There is a large number of magnetic plates on every door. Every plate has one word written on it. The plates must be arranged into a sequence in such a way that every word begins with the same letter as the previous word ends. For example, the word ``acm'' can be followed by the word ``motorola''. Your task is to write a computer program that will read the list of words and determine whether it is possible to arrange all of the plates in a sequence (according to the given rule) and consequently to open the door. 

Input

The input consists of T test cases. The number of them (T) is given on the first line of the input file. Each test case begins with a line containing a single integer number Nthat indicates the number of plates (1 <= N <= 100000). Then exactly Nlines follow, each containing a single word. Each word contains at least two and at most 1000 lowercase characters, that means only letters 'a' through 'z' will appear in the word. The same word may appear several times in the list. 

Output

Your program has to determine whether it is possible to arrange all the plates in a sequence such that the first letter of each word is equal to the last letter of the previous word. All the plates from the list must be used, each exactly once. The words mentioned several times must be used that number of times. 

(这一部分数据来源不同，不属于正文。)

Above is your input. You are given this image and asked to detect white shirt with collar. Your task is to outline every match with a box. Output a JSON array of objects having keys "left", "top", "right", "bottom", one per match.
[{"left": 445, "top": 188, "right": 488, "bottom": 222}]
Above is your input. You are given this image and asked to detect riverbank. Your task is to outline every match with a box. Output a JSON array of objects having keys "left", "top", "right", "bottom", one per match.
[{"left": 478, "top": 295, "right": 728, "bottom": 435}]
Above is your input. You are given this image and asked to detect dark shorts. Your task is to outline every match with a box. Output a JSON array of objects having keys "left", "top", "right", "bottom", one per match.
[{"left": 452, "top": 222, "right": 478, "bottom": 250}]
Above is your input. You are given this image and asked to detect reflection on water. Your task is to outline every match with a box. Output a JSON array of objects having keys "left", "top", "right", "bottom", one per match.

If there exists such an ordering of plates, your program should print the sentence "Ordering is possible.". Otherwise, output the sentence "The door cannot be opened.". 

Sample Input
3
2
acm
ibm
3
acm
malform
mouse
2
ok
ok
Sample Output
The door cannot be opened.
Ordering is possible.
The door cannot be opened.

大佬的题解:

这是一道欧拉回路的简单题目,对于初学者的理解很有帮助,所以把它分享一下。这是一个有向图。

这道题大意可抽象为把26个字母个字母看做点(所以这里我们需要把字母与点进行转化),然后把一些点联通到一起,判断最后可不可以组成线或者环。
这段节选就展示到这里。